In his chapter’s preamble, Myers states: “Let me start with a confession: ‘The Reliability of UFO Witness Testimony’ is a topic beyond my experience and expertise. Before you skip on to another chapter, let me elaborate. I am a recovering newspaper reporter whose second career act has taken him into the strange new world of academia, exposing me to some theories and research relevant to this topic.”

Myers earned a master’s degree in international affairs from MTSU in 2022 after graduating from Troy University in 1986 with a major in journalism and minors in French and history, then embarked on a two decade-plus career as a reporter and editor for newspapers in Florida and Alabama, covering local, state and federal government, the criminal justice system, education, sports and more. 

Information Technology Division logo

Myers was a staff reporter at the Pensacola News Journal from 1989 to 1995 with coverage that included local news, politics, history, economic development, sports and education.
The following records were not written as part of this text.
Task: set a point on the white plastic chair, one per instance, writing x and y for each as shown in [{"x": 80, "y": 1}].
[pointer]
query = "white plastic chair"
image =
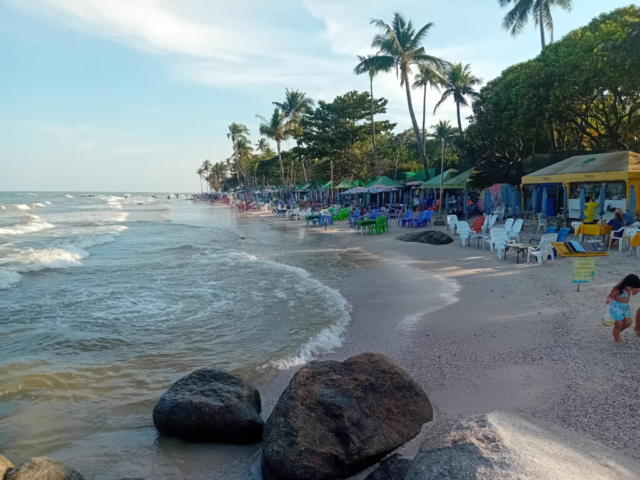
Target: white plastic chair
[
  {"x": 544, "y": 248},
  {"x": 464, "y": 231},
  {"x": 452, "y": 222},
  {"x": 514, "y": 233},
  {"x": 498, "y": 240},
  {"x": 575, "y": 226},
  {"x": 508, "y": 225}
]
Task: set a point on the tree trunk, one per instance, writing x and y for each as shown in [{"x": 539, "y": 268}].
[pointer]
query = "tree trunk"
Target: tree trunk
[
  {"x": 541, "y": 21},
  {"x": 373, "y": 126},
  {"x": 416, "y": 130},
  {"x": 281, "y": 165},
  {"x": 424, "y": 117}
]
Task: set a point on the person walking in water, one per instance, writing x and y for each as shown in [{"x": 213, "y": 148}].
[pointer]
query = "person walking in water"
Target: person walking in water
[{"x": 618, "y": 301}]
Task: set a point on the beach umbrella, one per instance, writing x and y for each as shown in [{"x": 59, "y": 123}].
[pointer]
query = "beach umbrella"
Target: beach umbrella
[
  {"x": 487, "y": 202},
  {"x": 602, "y": 200},
  {"x": 582, "y": 207}
]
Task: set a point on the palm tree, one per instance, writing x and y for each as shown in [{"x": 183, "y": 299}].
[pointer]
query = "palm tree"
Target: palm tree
[
  {"x": 372, "y": 69},
  {"x": 400, "y": 46},
  {"x": 296, "y": 104},
  {"x": 276, "y": 128},
  {"x": 516, "y": 18},
  {"x": 427, "y": 77},
  {"x": 459, "y": 83},
  {"x": 236, "y": 132}
]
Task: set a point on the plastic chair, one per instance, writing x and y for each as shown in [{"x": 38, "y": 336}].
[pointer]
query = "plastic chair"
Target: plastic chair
[
  {"x": 514, "y": 233},
  {"x": 544, "y": 248}
]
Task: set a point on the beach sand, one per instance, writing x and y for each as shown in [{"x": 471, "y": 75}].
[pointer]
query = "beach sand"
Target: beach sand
[{"x": 490, "y": 334}]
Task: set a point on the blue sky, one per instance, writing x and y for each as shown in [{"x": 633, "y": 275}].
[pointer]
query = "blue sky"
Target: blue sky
[{"x": 132, "y": 95}]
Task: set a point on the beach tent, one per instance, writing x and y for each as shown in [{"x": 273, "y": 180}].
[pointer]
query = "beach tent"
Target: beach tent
[
  {"x": 599, "y": 167},
  {"x": 435, "y": 181},
  {"x": 458, "y": 182},
  {"x": 385, "y": 182}
]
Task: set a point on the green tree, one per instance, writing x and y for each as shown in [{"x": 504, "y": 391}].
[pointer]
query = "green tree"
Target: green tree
[
  {"x": 372, "y": 68},
  {"x": 540, "y": 10},
  {"x": 427, "y": 76},
  {"x": 401, "y": 47},
  {"x": 276, "y": 128},
  {"x": 459, "y": 83}
]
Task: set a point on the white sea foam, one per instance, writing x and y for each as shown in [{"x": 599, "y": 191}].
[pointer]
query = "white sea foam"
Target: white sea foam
[
  {"x": 33, "y": 224},
  {"x": 328, "y": 339}
]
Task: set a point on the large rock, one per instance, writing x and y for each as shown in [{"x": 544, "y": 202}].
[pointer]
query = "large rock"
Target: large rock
[
  {"x": 393, "y": 468},
  {"x": 337, "y": 418},
  {"x": 210, "y": 405},
  {"x": 505, "y": 447},
  {"x": 43, "y": 468},
  {"x": 5, "y": 466}
]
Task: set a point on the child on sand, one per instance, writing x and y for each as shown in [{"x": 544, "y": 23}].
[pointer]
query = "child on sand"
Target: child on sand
[{"x": 618, "y": 301}]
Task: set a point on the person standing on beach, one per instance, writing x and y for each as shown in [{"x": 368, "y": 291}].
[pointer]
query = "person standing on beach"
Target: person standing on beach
[{"x": 618, "y": 301}]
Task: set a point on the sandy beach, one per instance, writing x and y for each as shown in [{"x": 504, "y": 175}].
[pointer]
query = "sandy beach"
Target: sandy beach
[{"x": 508, "y": 337}]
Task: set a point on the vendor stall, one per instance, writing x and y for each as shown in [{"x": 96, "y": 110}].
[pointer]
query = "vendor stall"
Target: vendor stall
[{"x": 618, "y": 171}]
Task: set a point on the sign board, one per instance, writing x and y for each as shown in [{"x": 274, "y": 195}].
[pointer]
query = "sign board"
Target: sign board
[{"x": 583, "y": 269}]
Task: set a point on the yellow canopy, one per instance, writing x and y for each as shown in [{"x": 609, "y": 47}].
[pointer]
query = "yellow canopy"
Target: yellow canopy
[{"x": 600, "y": 167}]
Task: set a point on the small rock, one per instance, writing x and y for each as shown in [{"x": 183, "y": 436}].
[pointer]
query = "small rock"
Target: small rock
[
  {"x": 393, "y": 468},
  {"x": 5, "y": 466},
  {"x": 43, "y": 468},
  {"x": 211, "y": 405}
]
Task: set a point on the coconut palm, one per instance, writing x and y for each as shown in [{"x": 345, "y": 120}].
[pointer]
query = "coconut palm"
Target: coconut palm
[
  {"x": 276, "y": 128},
  {"x": 372, "y": 69},
  {"x": 400, "y": 45},
  {"x": 236, "y": 132},
  {"x": 459, "y": 83},
  {"x": 296, "y": 104},
  {"x": 427, "y": 76},
  {"x": 518, "y": 17}
]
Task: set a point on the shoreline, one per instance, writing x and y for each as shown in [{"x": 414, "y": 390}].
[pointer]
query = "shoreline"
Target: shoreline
[{"x": 518, "y": 339}]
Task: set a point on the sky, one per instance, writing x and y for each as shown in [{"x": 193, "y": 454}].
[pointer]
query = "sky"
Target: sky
[{"x": 132, "y": 95}]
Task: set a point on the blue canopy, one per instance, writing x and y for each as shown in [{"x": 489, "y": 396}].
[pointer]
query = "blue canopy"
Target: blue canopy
[
  {"x": 487, "y": 201},
  {"x": 602, "y": 200}
]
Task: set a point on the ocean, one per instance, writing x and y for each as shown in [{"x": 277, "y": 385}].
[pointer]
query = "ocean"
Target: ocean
[{"x": 105, "y": 301}]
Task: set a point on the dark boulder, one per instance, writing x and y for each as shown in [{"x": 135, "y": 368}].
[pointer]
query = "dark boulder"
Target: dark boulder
[
  {"x": 5, "y": 466},
  {"x": 210, "y": 405},
  {"x": 338, "y": 418},
  {"x": 393, "y": 468},
  {"x": 43, "y": 468},
  {"x": 435, "y": 237}
]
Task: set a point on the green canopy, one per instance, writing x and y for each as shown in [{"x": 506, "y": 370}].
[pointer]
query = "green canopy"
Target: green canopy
[
  {"x": 458, "y": 182},
  {"x": 345, "y": 184},
  {"x": 384, "y": 181},
  {"x": 435, "y": 181}
]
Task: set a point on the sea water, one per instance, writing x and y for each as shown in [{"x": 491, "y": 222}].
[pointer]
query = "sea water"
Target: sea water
[{"x": 107, "y": 300}]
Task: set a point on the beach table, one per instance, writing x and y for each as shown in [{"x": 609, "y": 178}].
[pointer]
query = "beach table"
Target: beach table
[
  {"x": 364, "y": 223},
  {"x": 594, "y": 229},
  {"x": 520, "y": 248},
  {"x": 313, "y": 219}
]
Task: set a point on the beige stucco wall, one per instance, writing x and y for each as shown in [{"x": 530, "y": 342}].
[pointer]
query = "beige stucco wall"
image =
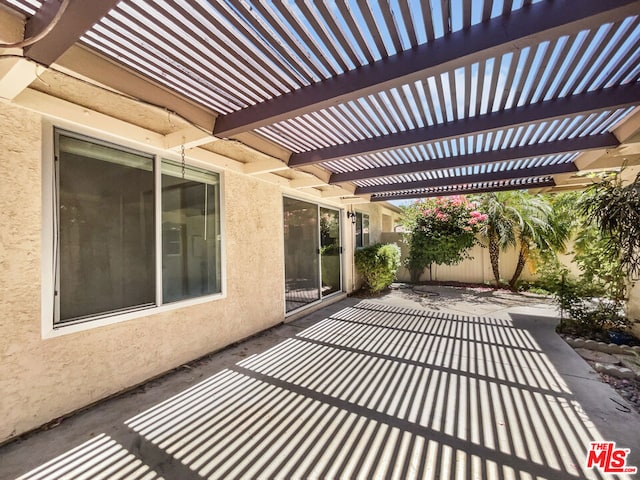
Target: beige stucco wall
[
  {"x": 633, "y": 306},
  {"x": 382, "y": 219},
  {"x": 475, "y": 270},
  {"x": 43, "y": 379}
]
It was at the PNJ that he says he investigated and debunked the infamous Gulf Breeze UFO case, at one point interviewing a couple who discovered a model UFO in the attic of Walters’ former residence as well as a witness who described how he helped Walters fake the Polaroid photos.

Myers even wrote his own book on the subject, titled “War of the Words,” that is available on Amazon. A link to that book that one of the editors of “The Reliability of UFO Witness Testimony” discovered on the academia.edu site led them to Myers and to soliciting his contribution.

In this 2019 file photo, Craig Myers, Information and Technology Division editorial assistant and MTSU alumnus, holds a copy of his book, “War of the Words,” based on true events in Gulf Shores, Florida, surrounding UFO sightings and the debunking of a hoax when Myers was a newspaper reporter. His work led to his chapter contribution to a recently published book, “The Reliability of UFO Witness Testimony.” (MTSU file photo by J. Intintoli)

Myers says one of the concepts he studied at MTSU while earning his master’s, called social identity theory, helped him develop the idea for his chapter contribution to the UFO book. The theory basically posits that individuals get a portion of their identity from membership in a relevant social group, which leads to an in-group, out-group dynamic — in the Gulf Breeze case, making UFO believers the in-group and skeptics the out-group.

Myers says the UFO book editors wanted him to present both sides of the sightings’ dynamic within the community — Walters and his die-hard believers, including prominent citizens in the community, versus other prominent community members, such as the mayor and police chief who were very skeptical — along with Myers himself, whose skepticism continues to this day.

“Back then the technology was very shaky and yet he (Walters) was able to pull this off. Today you have Photoshop, you’ve got CGI (computer-generated imagery). Now you’ve got AI (artificial intelligence). I don’t believe anything I see on YouTube or social media or anything right now,” he chuckles. “I’m even more skeptical now because … even drones, think about drones. You’ve got these advanced drones and people can fly formation drones and all this stuff. So I’m even more skeptical now.”

Myers says writing the chapter, roughly a three-month process, brought back a lot of good memories from his newspaper days. He says he’s even used the Gulf Breeze coverage as a part of journalism courses he’s taught previously on campus as a good example of public service and investigative journalism “and how to follow a trail.”

So does Myers believe in UFOs?

“If you mean literally unidentified flying objects, of course. You know, I can’t identify everything I see. I come from a Christian worldview, so I believe in the supernatural. That’s the basis of the Christian faith, is the supernatural. But I don’t believe that God’s particular plan for us here on Earth involves life on other planets. I think his plan for us is different.”

Myers has worked in MTSU’s ITD since 2016, writing about technology in higher education. In 2019 he completed a Russian language course. From fall 2019 to December 2022 he studied for the master’s degree in international affairs, completing a practicum in summer 2022 that involved helping start a Christian NGO called Kingdom Bridges that worked with churches in Moldova and Ukraine to help those affected by war.